2 Esse artigo debruçar-se-á sobre o exame desse caráter mítico no seguinte aspecto: o homem, isto é, o habitante do Cosmos representado no texto e o(s) estranho(s) que neste penetram e testam momentaneamente a consistência de seu equilíbrio. A fim de levar a cabo tal propósito, utilizar-se-ão alguns conceitos elaborados pelo estudioso dos mitos e historiador das religiões, Mircea Eliade, publicados em sua obra O sagrado e o profano. Nesta, Mircea Eliade debruçou-se sobre a manifestação e a consequente significação das noções de sagrado e de profano relacionadas, especialmente, às dimensões do tempo e do espaço, às quais está o homem sujeito, a fim de compreender dois tipos de homem diferentes: o homem arcaico 1, ou religioso e o homem moderno, ou não religioso. No que concerne ao primeiro, a consciência acerca do sagrado e do profano estrutura e confere significado ao mundo em que habita. Aquele homem tem os olhos e o espírito voltados para o céu, isto é, almeja o transcendente. Para ele, as dimensões do tempo e do espaço estão sujeitas à cisão: o sagrado cinde-as e, ao cindi-las, constitui o mundo, isto é, o torna real. Este homem, portanto, pensa miticamente; vive sob um sistema de ideias cujo paradigma é o mito. O homem arcaico ou religioso existe em virtude de sua vinculação espiritual fundamentada no mito; vive, portanto, sob um regime ontológico. No que concerne ao segundo, o homem moderno ou não religioso, o mundo constituise a partir da destituição daquele caráter sagrado: seu mundo é o profano, isto é, o mundo no qual o sagrado não se manifesta. Para este homem, nem o tempo nem o espaço oferecem qualquer condição para a manifestação do sagrado. Este homem constitui-se na negação da transcendência. O homem moderno ou não religioso está sujeito ao domínio da história e não ao da ontologia, tal qual está o homem arcaico. O homem não religioso, portanto, pensa historicamente e vive sob um conjunto de ideias pautado pelo processo histórico, no interior do qual o sagrado não existe. 1 Arcaico não em sentido pejorativo, como sinônimo de atrasado, ou retrógrado, conforme poder-se-ia depreender. O adjetivo arcaico, neste caso, caracteriza o conjunto de ideias cujo paradigma é o mito.

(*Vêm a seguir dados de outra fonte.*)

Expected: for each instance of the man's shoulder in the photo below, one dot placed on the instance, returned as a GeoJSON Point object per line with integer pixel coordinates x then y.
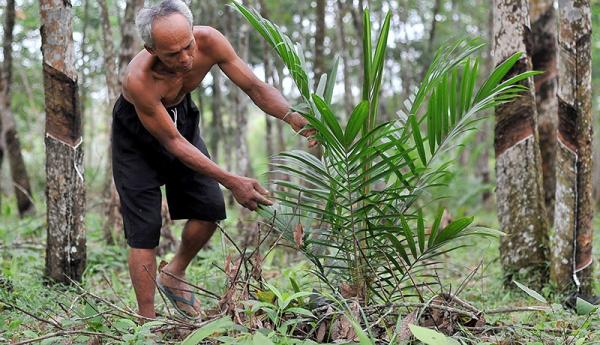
{"type": "Point", "coordinates": [208, 38]}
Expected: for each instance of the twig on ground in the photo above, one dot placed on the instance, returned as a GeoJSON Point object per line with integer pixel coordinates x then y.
{"type": "Point", "coordinates": [517, 309]}
{"type": "Point", "coordinates": [116, 294]}
{"type": "Point", "coordinates": [207, 292]}
{"type": "Point", "coordinates": [67, 333]}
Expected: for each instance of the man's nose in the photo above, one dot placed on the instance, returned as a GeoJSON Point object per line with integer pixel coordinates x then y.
{"type": "Point", "coordinates": [184, 57]}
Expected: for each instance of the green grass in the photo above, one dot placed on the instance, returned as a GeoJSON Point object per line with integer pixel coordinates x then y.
{"type": "Point", "coordinates": [106, 275]}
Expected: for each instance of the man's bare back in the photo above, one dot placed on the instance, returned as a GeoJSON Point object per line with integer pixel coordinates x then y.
{"type": "Point", "coordinates": [151, 146]}
{"type": "Point", "coordinates": [169, 86]}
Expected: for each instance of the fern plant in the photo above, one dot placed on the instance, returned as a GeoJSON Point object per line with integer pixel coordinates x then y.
{"type": "Point", "coordinates": [357, 213]}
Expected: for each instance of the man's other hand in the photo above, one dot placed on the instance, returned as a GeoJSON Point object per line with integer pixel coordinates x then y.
{"type": "Point", "coordinates": [299, 123]}
{"type": "Point", "coordinates": [249, 193]}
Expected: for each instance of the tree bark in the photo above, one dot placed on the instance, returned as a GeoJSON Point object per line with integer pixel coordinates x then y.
{"type": "Point", "coordinates": [269, 140]}
{"type": "Point", "coordinates": [348, 98]}
{"type": "Point", "coordinates": [319, 61]}
{"type": "Point", "coordinates": [65, 250]}
{"type": "Point", "coordinates": [18, 171]}
{"type": "Point", "coordinates": [519, 191]}
{"type": "Point", "coordinates": [572, 237]}
{"type": "Point", "coordinates": [543, 55]}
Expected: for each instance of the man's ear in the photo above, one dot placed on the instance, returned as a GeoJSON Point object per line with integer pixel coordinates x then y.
{"type": "Point", "coordinates": [150, 50]}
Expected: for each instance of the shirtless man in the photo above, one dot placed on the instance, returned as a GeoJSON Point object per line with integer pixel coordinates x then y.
{"type": "Point", "coordinates": [156, 141]}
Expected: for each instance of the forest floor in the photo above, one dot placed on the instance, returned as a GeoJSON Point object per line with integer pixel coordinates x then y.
{"type": "Point", "coordinates": [31, 309]}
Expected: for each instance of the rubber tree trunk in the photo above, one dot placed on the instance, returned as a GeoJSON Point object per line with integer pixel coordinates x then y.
{"type": "Point", "coordinates": [543, 55]}
{"type": "Point", "coordinates": [112, 219]}
{"type": "Point", "coordinates": [572, 237]}
{"type": "Point", "coordinates": [65, 250]}
{"type": "Point", "coordinates": [319, 61]}
{"type": "Point", "coordinates": [18, 171]}
{"type": "Point", "coordinates": [268, 67]}
{"type": "Point", "coordinates": [519, 193]}
{"type": "Point", "coordinates": [131, 43]}
{"type": "Point", "coordinates": [343, 46]}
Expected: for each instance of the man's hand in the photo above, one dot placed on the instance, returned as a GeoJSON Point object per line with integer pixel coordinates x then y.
{"type": "Point", "coordinates": [248, 192]}
{"type": "Point", "coordinates": [298, 123]}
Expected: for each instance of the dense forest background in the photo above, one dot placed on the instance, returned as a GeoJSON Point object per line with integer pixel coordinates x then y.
{"type": "Point", "coordinates": [241, 139]}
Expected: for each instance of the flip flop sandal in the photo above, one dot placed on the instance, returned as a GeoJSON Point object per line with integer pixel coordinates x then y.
{"type": "Point", "coordinates": [171, 296]}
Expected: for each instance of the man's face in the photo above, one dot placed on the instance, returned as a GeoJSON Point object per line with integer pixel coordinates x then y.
{"type": "Point", "coordinates": [174, 42]}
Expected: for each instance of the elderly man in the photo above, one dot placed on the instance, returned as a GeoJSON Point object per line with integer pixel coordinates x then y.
{"type": "Point", "coordinates": [156, 141]}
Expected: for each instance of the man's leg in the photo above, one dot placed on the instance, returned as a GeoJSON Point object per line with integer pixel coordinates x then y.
{"type": "Point", "coordinates": [196, 234]}
{"type": "Point", "coordinates": [142, 269]}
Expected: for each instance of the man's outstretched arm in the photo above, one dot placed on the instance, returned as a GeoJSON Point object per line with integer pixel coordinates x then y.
{"type": "Point", "coordinates": [265, 96]}
{"type": "Point", "coordinates": [153, 116]}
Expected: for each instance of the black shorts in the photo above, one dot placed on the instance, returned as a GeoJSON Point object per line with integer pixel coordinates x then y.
{"type": "Point", "coordinates": [141, 166]}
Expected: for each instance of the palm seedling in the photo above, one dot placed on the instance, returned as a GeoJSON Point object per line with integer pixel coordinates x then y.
{"type": "Point", "coordinates": [357, 213]}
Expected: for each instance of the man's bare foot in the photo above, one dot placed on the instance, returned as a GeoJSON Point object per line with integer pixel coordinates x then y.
{"type": "Point", "coordinates": [178, 292]}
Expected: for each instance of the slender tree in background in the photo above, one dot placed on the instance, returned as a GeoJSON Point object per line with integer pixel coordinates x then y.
{"type": "Point", "coordinates": [129, 47]}
{"type": "Point", "coordinates": [519, 193]}
{"type": "Point", "coordinates": [238, 33]}
{"type": "Point", "coordinates": [111, 73]}
{"type": "Point", "coordinates": [18, 171]}
{"type": "Point", "coordinates": [572, 237]}
{"type": "Point", "coordinates": [319, 62]}
{"type": "Point", "coordinates": [131, 43]}
{"type": "Point", "coordinates": [65, 250]}
{"type": "Point", "coordinates": [543, 56]}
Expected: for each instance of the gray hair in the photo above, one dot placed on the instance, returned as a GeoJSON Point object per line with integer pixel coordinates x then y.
{"type": "Point", "coordinates": [146, 17]}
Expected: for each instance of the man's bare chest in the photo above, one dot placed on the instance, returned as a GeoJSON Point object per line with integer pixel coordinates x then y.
{"type": "Point", "coordinates": [175, 89]}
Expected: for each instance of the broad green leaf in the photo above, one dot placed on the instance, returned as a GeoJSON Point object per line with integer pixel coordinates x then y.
{"type": "Point", "coordinates": [216, 326]}
{"type": "Point", "coordinates": [431, 337]}
{"type": "Point", "coordinates": [584, 307]}
{"type": "Point", "coordinates": [260, 339]}
{"type": "Point", "coordinates": [531, 292]}
{"type": "Point", "coordinates": [331, 78]}
{"type": "Point", "coordinates": [356, 121]}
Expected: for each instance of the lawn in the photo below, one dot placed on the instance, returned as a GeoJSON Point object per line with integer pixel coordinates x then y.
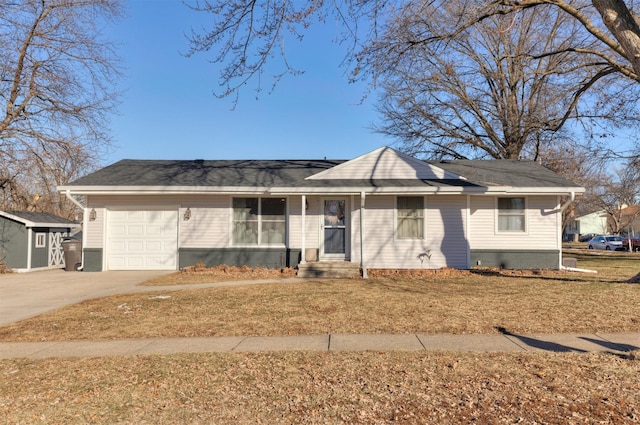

3 Os homens: homem arcaico e homem moderno em o sino de ouro Em O sino de ouro, o leitor está diante da representação de dois tipos distintos de homem, regidos por sistemas diferentes: o homem arcaico ou religioso, vinculado ao espiritual, conectado ao transcendente e nutrido espiritualmente em virtude desta conexão, e o homem moderno ou não religioso, desconectado do transcendente, desvinculado da dimensão espiritual, cuja consciência é histórica, portanto sujeitada ao tempo cronológico. Conforme Mircea Eliade, [...] o homo religiosus 2 acredita sempre que existe uma realidade absoluta, o sagrado, que transcende este mundo, que aqui se manifesta, santificando-o e tornando-o real. Crê, além disso, que a vida tem uma origem sagrada e que a existência humana atualiza todas as suas potencialidades na medida em que é religiosa, ou seja, participa da realidade (ELIADE, 1995, p. 164). Posteriormente, acrescentou: O homem moderno 3, a-religioso assume uma nova situação existencial: reconhece-se como o único sujeito e agente da História, e rejeita todo apelo à transcendência. [...] O homem faz-se a si próprio, e só consegue fazer isso completamente na medida em que se dessacraliza e dessacraliza o mundo. O sagrado é o obstáculo por excelência à sua liberdade (ibid, p. 164). Em O sino de ouro, o leitor depara-se com uma comunidade constituída por homens arcaicos ou religiosos. Nesta crônica não se está diante, note-se, de um indivíduo ou homem arcaico, mas de um grupo, ou coletividade, regida por aquela mentalidade. A construção do texto visa apresentar ao leitor os elementos constituintes daquela mentalidade. Notem-se suas palavras, ao primeiro e ao terceiro parágrafos da crônica respectivamente: 2 Ou homem religioso, também denominado homem arcaico. 3 O grifo é meu.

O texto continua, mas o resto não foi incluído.